[2/2] drm/i915: repin bound framebuffers on resume

Message ID	1370990967-22892-2-git-send-email-marcheu@chromium.org (mailing list archive)
State	New, archived
Headers	show Return-Path: <intel-gfx-bounces+patchwork-intel-gfx=patchwork.kernel.org@lists.freedesktop.org> From: =?UTF-8?q?St=C3=A9phane=20Marchesin?= <marcheu@chromium.org> To: intel-gfx@lists.freedesktop.org Date: Tue, 11 Jun 2013 15:49:27 -0700 Message-Id: <1370990967-22892-2-git-send-email-marcheu@chromium.org> In-Reply-To: <1370990967-22892-1-git-send-email-marcheu@chromium.org> References: <1370990967-22892-1-git-send-email-marcheu@chromium.org> MIME-Version: 1.0 Cc: daniel.vetter@ffwll.ch Subject: [Intel-gfx] [PATCH 2/2] drm/i915: repin bound framebuffers on resume Precedence: list Content-Type: text/plain; charset="utf-8" Content-Transfer-Encoding: base64 Sender: intel-gfx-bounces+patchwork-intel-gfx=patchwork.kernel.org@lists.freedesktop.org Errors-To: intel-gfx-bounces+patchwork-intel-gfx=patchwork.kernel.org@lists.freedesktop.org

Stéphane Marchesin June 11, 2013, 10:49 p.m. UTC

During suspend all fences are reset, including their pin_count which
is reset to 0. However a framebuffer can be bound across
suspend/resume, which means that when the buffer is unbound after
resume, the pin count for the buffer will be negative. Since the
fence pin count is now negative when available and zero when in use,
the buffer's fence will get recycled when the fence is in use which
is the opposite of what we want. The visible effect is that since the
fence is recycled the tiling mode goes away while the buffer is being
displayed and we get lines/screens of garbage.

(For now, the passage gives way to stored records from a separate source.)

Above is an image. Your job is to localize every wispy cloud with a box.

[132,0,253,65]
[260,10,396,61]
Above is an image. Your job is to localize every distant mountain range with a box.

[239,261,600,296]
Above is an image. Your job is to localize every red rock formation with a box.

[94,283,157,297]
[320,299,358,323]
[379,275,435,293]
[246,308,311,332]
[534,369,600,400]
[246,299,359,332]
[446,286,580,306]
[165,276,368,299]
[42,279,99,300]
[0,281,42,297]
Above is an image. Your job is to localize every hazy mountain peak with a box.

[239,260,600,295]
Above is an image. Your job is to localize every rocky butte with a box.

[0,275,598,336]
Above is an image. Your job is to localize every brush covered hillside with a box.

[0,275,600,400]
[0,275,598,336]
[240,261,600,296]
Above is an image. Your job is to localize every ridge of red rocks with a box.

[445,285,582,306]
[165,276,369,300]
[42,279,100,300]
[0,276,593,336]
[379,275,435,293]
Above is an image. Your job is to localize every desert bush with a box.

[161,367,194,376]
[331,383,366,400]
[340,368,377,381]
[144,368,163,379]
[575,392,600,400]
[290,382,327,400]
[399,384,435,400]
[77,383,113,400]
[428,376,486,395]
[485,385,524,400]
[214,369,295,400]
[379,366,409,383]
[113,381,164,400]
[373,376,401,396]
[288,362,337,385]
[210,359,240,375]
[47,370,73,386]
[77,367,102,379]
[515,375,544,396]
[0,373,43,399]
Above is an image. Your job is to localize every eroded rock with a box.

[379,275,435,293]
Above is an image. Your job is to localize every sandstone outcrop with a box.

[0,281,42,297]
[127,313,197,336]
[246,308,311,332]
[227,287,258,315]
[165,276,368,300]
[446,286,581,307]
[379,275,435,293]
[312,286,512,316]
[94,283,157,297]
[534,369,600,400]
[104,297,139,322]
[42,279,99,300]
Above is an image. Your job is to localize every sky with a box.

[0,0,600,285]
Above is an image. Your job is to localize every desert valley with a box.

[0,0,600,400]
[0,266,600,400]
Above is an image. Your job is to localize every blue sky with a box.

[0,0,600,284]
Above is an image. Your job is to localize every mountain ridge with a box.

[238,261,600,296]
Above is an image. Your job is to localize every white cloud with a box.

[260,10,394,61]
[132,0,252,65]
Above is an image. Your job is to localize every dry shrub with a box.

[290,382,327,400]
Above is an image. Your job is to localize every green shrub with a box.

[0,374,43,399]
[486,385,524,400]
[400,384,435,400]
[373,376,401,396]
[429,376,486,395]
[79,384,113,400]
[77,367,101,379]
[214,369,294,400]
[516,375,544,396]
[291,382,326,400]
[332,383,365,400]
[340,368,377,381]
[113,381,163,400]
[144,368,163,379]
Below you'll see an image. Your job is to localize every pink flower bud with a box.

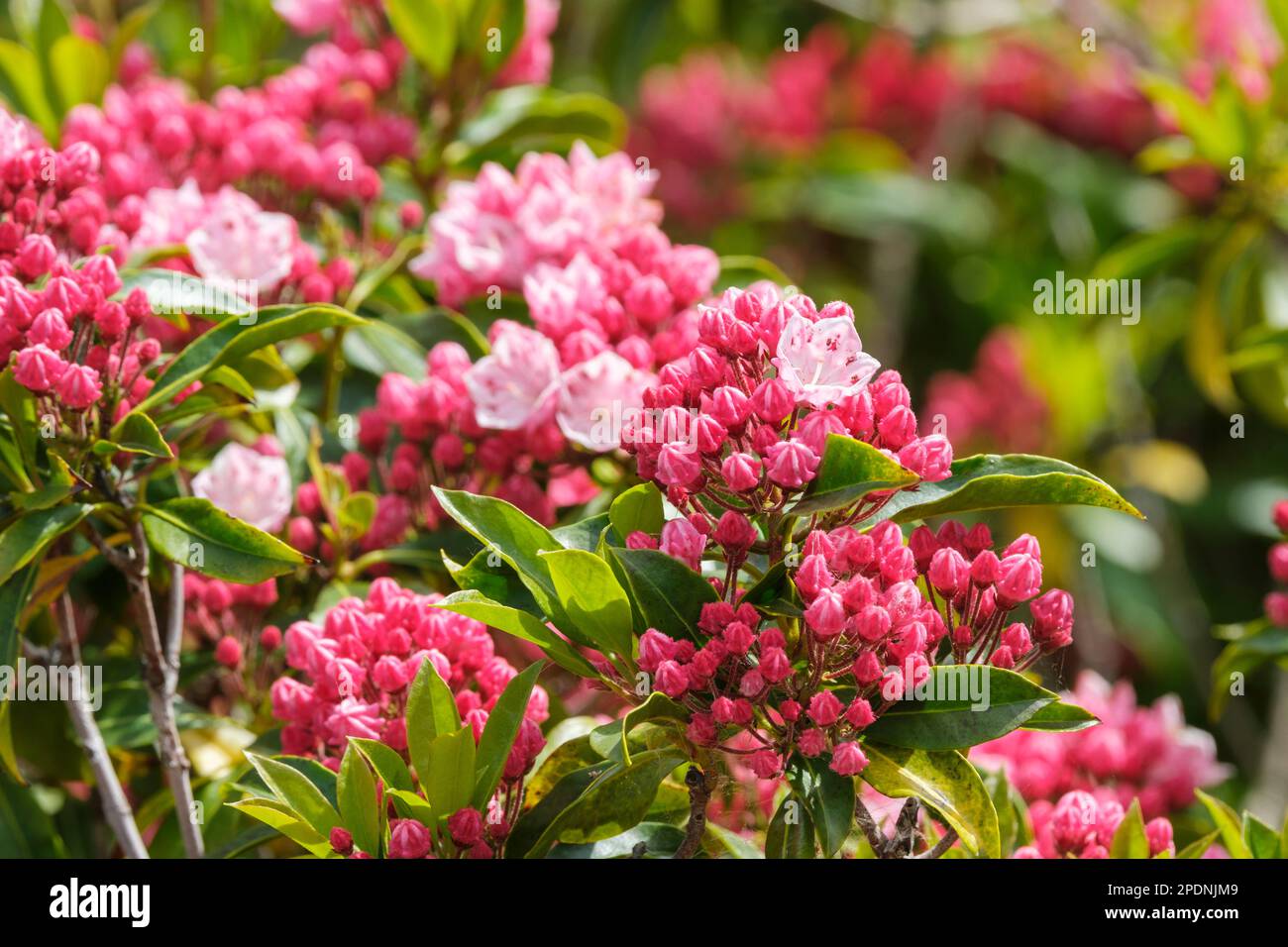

To fix this, we repin the fences for all bound fbs on resume, which
ensures the pin count is right.

Signed-off-by: Stéphane Marchesin <marcheu@chromium.org>
---
 drivers/gpu/drm/i915/i915_drv.c      |  2 ++
 drivers/gpu/drm/i915/intel_display.c | 32 ++++++++++++++++++++++++++++++++
 drivers/gpu/drm/i915/intel_drv.h     |  1 +
 3 files changed, 35 insertions(+)

Chris Wilson June 11, 2013, 10:57 p.m. UTC | #1

On Tue, Jun 11, 2013 at 03:49:27PM -0700, Stéphane Marchesin wrote:
> During suspend all fences are reset, including their pin_count which
> is reset to 0. However a framebuffer can be bound across
> suspend/resume, which means that when the buffer is unbound after
> resume, the pin count for the buffer will be negative. Since the
> fence pin count is now negative when available and zero when in use,
> the buffer's fence will get recycled when the fence is in use which
> is the opposite of what we want. The visible effect is that since the
> fence is recycled the tiling mode goes away while the buffer is being
> displayed and we get lines/screens of garbage.
> 
> To fix this, we repin the fences for all bound fbs on resume, which
> ensures the pin count is right.

Yikes. So why do we not just keep the fences alive during suspend (not
touching their pin_count), and then just iterate over the list of fences
rewriting the register as required upon resume? That would seem less
error prone than trying to reconstruct the lost pin_count.
-Chris

Stéphane Marchesin June 11, 2013, 11:01 p.m. UTC | #2

On Tue, Jun 11, 2013 at 3:57 PM, Chris Wilson <chris@chris-wilson.co.uk> wrote:
> On Tue, Jun 11, 2013 at 03:49:27PM -0700, Stéphane Marchesin wrote:
>> During suspend all fences are reset, including their pin_count which
>> is reset to 0. However a framebuffer can be bound across
>> suspend/resume, which means that when the buffer is unbound after
>> resume, the pin count for the buffer will be negative. Since the
>> fence pin count is now negative when available and zero when in use,
>> the buffer's fence will get recycled when the fence is in use which
>> is the opposite of what we want. The visible effect is that since the
>> fence is recycled the tiling mode goes away while the buffer is being
>> displayed and we get lines/screens of garbage.
>>
>> To fix this, we repin the fences for all bound fbs on resume, which
>> ensures the pin count is right.
>
> Yikes. So why do we not just keep the fences alive during suspend (not
> touching their pin_count), and then just iterate over the list of fences
> rewriting the register as required upon resume? That would seem less
> error prone than trying to reconstruct the lost pin_count.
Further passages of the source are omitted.